Nos journées seront rythmées par la liturgie des heures, ainsi que par un topo quotidien sur la vie et les œuvres de Sainte Thérèse (par le Père Luc-Marie et le Frère Baptiste), la Messe, l'Oraison et le chapelet, ainsi que la sieste (viva Espana !). C'est le triplet gagnant de Nathanaël : prière, enseignement et vie fraternelle que nous aurons la joie de vivre tout au long de ce pèlerinage.

Après avoir franchi la frontière, nous nous retrouvons pour le premier topo : « le péché et le salut dans la vie de sainte Thérèse », qui nous offre une première approche de la vie de Sainte Thérèse, qui a eu comme nous l'occasion de pécher, mais qui a su se laisser prendre par la grâce de Dieu. Après cette nourriture spirituelle, nous refaisons nos forces par un excellent pique nique partagé à l'ombre des arbres : fait chaud en Espagne ! Le soir, nous dormons dans un camping afin de pouvoir rejoindre Ávila le lendemain.

Le lundi, nous découvrons donc le monastère de l'Incarnation à Ávila, où Thérèse a vécu ses premières années de moniale, avant d'engager la réforme du Carmel. Le Père Joseph Gicquel nous fait découvrir les lieux : une reconstitution de la cellule de Sainte Thérèse, le confessionnal où Saint Jean de la Croix a confessé la Sainte, les grilles du Carmel, les parloirs où Sainte Thérèse recevait. Après cette visite où chaque élément évoque un pan de la vie de Sainte Thérèse, nous décidons d'aller à la Cathédrale d'Ávila : manque de chance, c'est payant ! Nous allons donc dans une petite chapelle quelques rues plus loin pour un temps d'adoration.

Nous dirigeons ensuite nos pas vers le couvent Saint Joseph, première fondation de la Réforme où l'une d'entre nous a la joie de recevoir le Scapulaire. C'est le lieu où les premières Carmélites de la Réforme ont reçu l'habit des mains de Sainte Thérèse.

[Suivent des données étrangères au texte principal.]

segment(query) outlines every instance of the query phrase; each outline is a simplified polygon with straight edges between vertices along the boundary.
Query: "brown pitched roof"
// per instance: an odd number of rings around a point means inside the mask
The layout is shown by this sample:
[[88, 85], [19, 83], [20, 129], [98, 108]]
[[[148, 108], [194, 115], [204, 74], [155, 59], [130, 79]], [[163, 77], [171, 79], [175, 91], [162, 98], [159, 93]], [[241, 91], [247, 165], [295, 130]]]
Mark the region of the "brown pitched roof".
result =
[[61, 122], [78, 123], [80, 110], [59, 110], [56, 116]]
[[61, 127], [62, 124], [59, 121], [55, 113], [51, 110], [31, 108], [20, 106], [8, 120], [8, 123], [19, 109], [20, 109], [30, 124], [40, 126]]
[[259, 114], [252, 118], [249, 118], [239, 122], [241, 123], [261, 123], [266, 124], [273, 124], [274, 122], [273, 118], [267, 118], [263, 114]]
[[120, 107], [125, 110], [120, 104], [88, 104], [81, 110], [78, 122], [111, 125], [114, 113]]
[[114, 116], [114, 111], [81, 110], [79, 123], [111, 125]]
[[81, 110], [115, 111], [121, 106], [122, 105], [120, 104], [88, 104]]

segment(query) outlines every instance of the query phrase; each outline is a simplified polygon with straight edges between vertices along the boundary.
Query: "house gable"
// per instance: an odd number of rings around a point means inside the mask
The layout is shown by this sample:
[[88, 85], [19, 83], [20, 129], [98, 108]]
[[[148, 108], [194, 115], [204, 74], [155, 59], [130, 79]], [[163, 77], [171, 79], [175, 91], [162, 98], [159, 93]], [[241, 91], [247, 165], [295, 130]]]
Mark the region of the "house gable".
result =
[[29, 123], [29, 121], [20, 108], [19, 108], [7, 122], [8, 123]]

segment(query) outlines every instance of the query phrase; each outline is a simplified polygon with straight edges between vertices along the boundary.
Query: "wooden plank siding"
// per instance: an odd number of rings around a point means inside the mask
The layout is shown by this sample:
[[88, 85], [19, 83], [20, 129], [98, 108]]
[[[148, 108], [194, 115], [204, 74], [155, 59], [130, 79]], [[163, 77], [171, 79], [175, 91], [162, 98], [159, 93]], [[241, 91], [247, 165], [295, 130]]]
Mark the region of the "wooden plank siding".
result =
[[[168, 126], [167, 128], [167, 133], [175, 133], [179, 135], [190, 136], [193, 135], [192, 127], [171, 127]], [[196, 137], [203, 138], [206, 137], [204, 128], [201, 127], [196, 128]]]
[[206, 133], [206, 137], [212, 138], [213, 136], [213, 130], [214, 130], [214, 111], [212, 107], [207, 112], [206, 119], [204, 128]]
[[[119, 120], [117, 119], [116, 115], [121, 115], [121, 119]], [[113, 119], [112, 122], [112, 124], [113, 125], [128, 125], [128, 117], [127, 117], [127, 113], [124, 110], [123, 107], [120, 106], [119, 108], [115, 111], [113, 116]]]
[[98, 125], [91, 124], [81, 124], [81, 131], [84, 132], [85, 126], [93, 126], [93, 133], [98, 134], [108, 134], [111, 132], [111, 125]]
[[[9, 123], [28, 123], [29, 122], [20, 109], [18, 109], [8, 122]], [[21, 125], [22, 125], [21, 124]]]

Nous prenons nos quartiers à la Casa de Ejercicios de Ávila, et nous nous retrouvons pour le topo sur « l'intuition de la Réforme », qui nous éclaire sur les orientations que Sainte Thérèse a données à l'ordre du Carmel : la vie de solitude, l'ascèse, la pauvreté (vivre d'aumône), la protection du glorieux Saint Joseph. Le lendemain mardi, après un topo sur les grâces spirituelles de Sainte Thérèse, nous retrouvons le Père Joseph Gicquel qui nous entraîne à sa suite dans une visite de la maison natale de Sainte Thérèse, à la place de laquelle se dresse maintenant une église. Nous faisons oraison dans la chapelle dédiée au lieu de sa naissance. Nous pouvons aussi admirer le petit jardin dans lequel elle aimait à se retrouver avec son frère le plus proche : c'est aussi avec lui qu'elle avait décidé de quitter la maison pour mourir martyre, décapitée par les Maures… Nous visitons aussi un musée situé sous l'église, où sont exposées les œuvres écrites de Sainte Thérèse, des objets lui ayant appartenus, des reliques… Un grand merci au Père Joseph Gicquel pour cette visite si intéressante !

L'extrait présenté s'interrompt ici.